Ya son legión las normas que protegen a los ciudadanos contra la invasión de sus líneas telefónicas y buzones por mensajes comerciales.
Existían ya diversas reglas contra este fenómeno que, en el ámbito electrónico, se conoce como “spam”. Y es que, salvo autorización del afectado, La Ley de Protección de Datos prohíbe el uso de datos personales (tales como la dirección de correo) para el envío de dichas comunicaciones, mientras que la Ley de Servicios de la Sociedad de la Información impide la remisión masiva de comunicaciones por correo electrónico, y el Real Decreto sobre Protección de Usuarios de Servicios de Telecomunicaciones prohíbe las llamadas comerciales no solicitadas efectuadas mediante sistemas de llamada automática.
Y ahora se suma a este rosario de normas la Ley 29/2009. Ésta añade a la Ley de Competencia Desleal un artículo 29.2 según el cual se reputa desleal “realizar propuestas no deseadas y reiteradas por teléfono, fax, correo electrónico u otros medios de comunicación a distancia, salvo en las circunstancias y en la medida en que esté justificado legalmente para hacer cumplir una obligación contractual”.

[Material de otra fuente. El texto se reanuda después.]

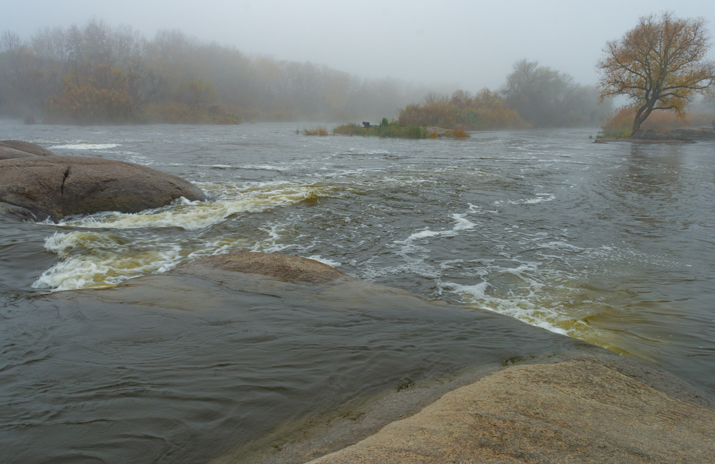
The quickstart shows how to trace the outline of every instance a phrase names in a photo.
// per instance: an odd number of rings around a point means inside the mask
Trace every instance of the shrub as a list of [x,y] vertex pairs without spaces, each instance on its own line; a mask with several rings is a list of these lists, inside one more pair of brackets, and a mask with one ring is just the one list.
[[327,128],[325,126],[317,126],[316,127],[311,127],[310,129],[304,127],[303,132],[305,133],[305,135],[319,135],[320,137],[325,137],[327,135]]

Esta nueva prohibición introduce varias modificaciones interesantes en el régimen sobre envío de comunicaciones comerciales no solicitadas. En primer lugar, porque es la primera norma que considera “el ilícito” desde una perspectiva general y no sectorial: se aplica a comunicaciones remitidas por cualquier tipo de medio, y no sólo a correos electrónicos o medios análogos, o sólo a comunicaciones remitidas por sistemas telefónicos de llamada automática.
Pero la mayor novedad es que con esta nueva normativa los consumidores podrán ejercer sus derechos por vía civil. Esto implica un avance importante en la lucha contra este fenómeno, ya que les permite obtener una compensación por sus molestias, lo que supone un importante incentivo para que esos mismos consumidores vigilen y denuncien las situaciones de vulneración de sus derechos (compensación que, eso sí, sólo podrán reclamar de manera eficiente acudiendo a las normas procesales que permiten el ejercicio de tales acciones de forma conjunta).
No obstante, esta norma también proyecta sombras. Y ello porque modifica además la Ley de Consumidores y Usuarios, tipificando esta misma conducta como ilícito administrativo y con el resultado de que una misma práctica puede derivar en sanciones diferentes a manos de administraciones diferentes.
Además, la prohibición no se aplica a todas las comunicaciones no solicitadas, sino únicamente a las “no deseadas” (¿puede una comunicación no solicitada ser, no obstante, “deseada”?) y “reiteradas”. La inclusión del segundo requisito tiene un defecto y una virtud. El primero es que reduce el ámbito de la prohibición, al impedir que un mismo empresario enviase varias comunicaciones a un mismo ciudadano (cuando lo habitual es que el colapso de nuestros buzones reales y virtuales lo causen diferentes empresarios). La virtud es que este requisito permite coordinar este régimen con las excepciones expuestas en las otras normas dictadas en esta materia, ya que dichas excepciones todavía se pueden aplicar… salvo cuando el envío de comunicaciones comerciales es “reiterado”.
En definitiva, una norma que merece críticas mixtas, pero que en todo caso continúa una tradición de cierta improvisación en esta materia.